Frasier, his father and a friend were hauling damaged tools and furniture out of the house that currently has no power or running water.
The trio had been working since late Thursday night after heavy rains began to slow down. He estimated that the cleanup process could take about a month or maybe even longer. Frasier is living with his parents while he cleans out his house. The damage the flood caused was not cheap either, he said.
“It will probably cost me around $20,000,” Frasier said. “Between the expensive power tools I had in there, furniture, and a few other things, yeah, it’s a lot of money.”
Frasier’s basement was one of many in Montgomery County that were flooded by the storm. Flash floods struck the county and parts of Schoharie County, with the Canajoharie Creek rising above flood stage, the National Weather Service said.
County officials lifted the state of emergency Monday morning after the order was issued Thursday night.
Flash floods that damage property and homes have become common in the county. However, Frasier said his home had not been damaged during any previous floods.
Ironically, a creek that about runs two dozen feet away from the house was not the cause of the flood.
While standing in the backyard, Frasier pointed to a hill roughly 30 feet away where the water came rushing down to fill the cellar.
“It’s weird that the creek isn’t what did me in here,” Frasier said.

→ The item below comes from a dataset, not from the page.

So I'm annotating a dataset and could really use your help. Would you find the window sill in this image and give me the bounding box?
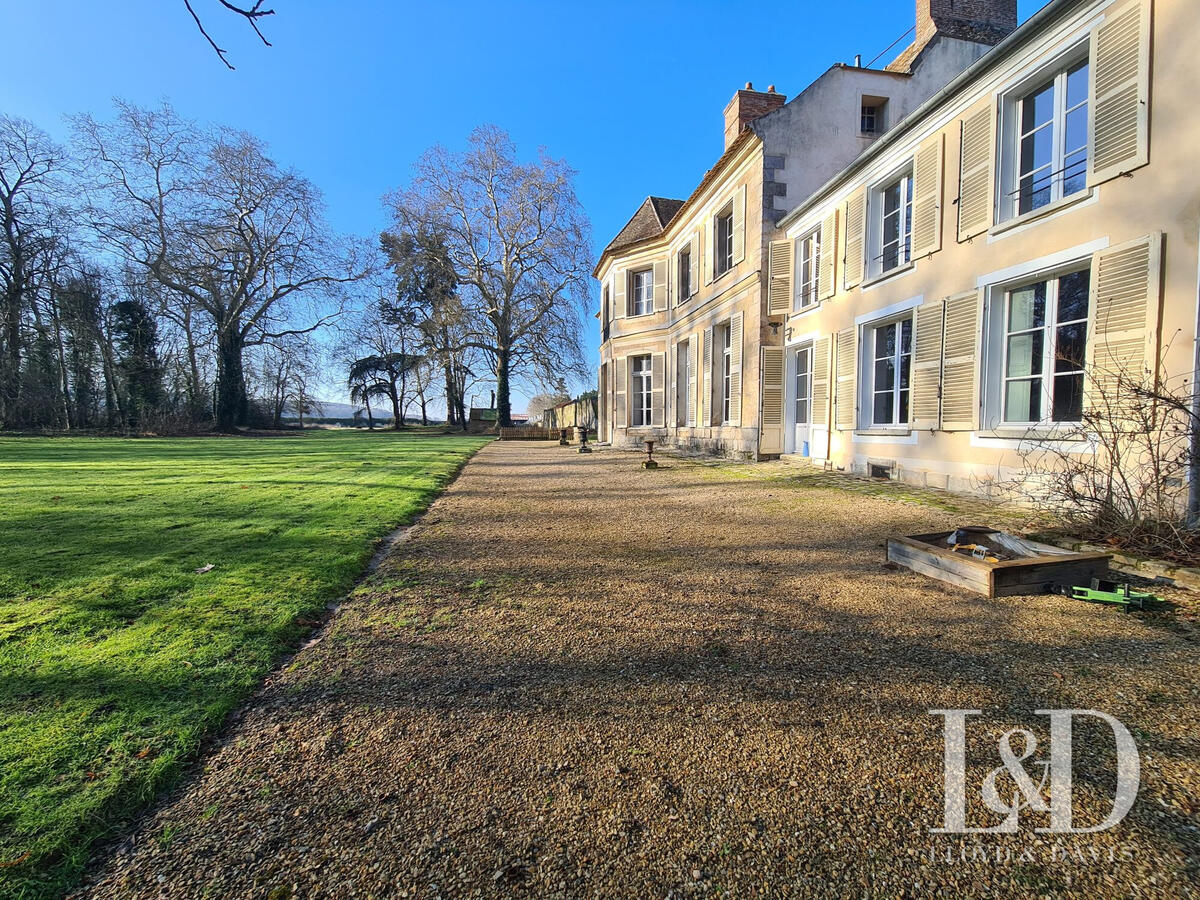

Frasier said he was lucky that the water did not reach the first floor of his home.
“It made it to the top step and that was it,” he said.
Montgomery County Emergency Management Director Jeff Smith said the county is working to get help from the state and federal governments, but oftentimes that can be very difficult.
Smith said that to obtain help from FEMA a natural disaster must cause at least $26 million worth of damage.
“That is a tough threshold for us to cross,” he said. “Twenty-six million dollars is a lot of money.”
Smith said that it is unfortunate that homeowners and taxpayers have to take on the costs of the damage.
He said that massive floods are caused because the sewer system and ditches in the area are not able to hold large amounts of water, which causes severe run-off.
He said there was little the county could do to lessen the effects of floods caused by downpours. “You know it’s tough when you get hit with 3 or 4 inches of rain in such a short amount of time. I don’t really know if there is much you can do about that.”
State Sen. Cecilia Tkaczyk, D-Duanesburg, who represents parts of Montgomery County, said, “I will be meeting with local officials to discuss how the state can help the recovery efforts. . . . We will look at all options that might be available this year.”